Suppose $a$ is a non-zero element in a finite field $GF(q)$ of odd characteristic.
How many $x \in GF(q)$ are such that $a^2+x^2$ is a square in $GF(q)$?
From some experiments with some small fields, it seems that the answer is $(q+\epsilon)/2$, where $\epsilon = q \mod 4$ , but I can't prove it.
Any help appreciated!
Let $N$ be the number of solutions for $(x,y) \in \mathbb{F}_q$ of $a^2+x^2=y^2$. This equation is equivalent to $(y-x)(x+y)=a^2$. Since $q$ is odd, $(x,y) \in \mathbb{F}_q^2 \longmapsto (x+y,y-x) \in \mathbb{F}_q^2$ is a bijection, so $N$ is the number of solutions to $xy=a^2$. There are obviously $q-1$ of them.

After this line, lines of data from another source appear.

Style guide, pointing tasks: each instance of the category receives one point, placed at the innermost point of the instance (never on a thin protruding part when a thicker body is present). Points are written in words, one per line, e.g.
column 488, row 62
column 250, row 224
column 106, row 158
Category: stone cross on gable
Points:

Now, we can group the solutions of $x^2+a^2=y^2$ into two groups: when $y \neq 0$, and $y=0$. Let $N_1,N_2$ be the numbers of solutions in each group.
Then the number $Q$ of $x$ such that $x^2+a^2$ is a perfect square is $N_1/2+N_2$. Now, $N_2$ is zero or two, and two iff $-a^2$ is a square iff $-1$ is a square iff $4|q-1$.
So if $4|q-1$, $N_2=2,N_1=q-3$ so $Q=\frac{q+1}{2}$. If not, $N_2=0,N_1=q-1$ so $Q=\frac{q-1}{2}$.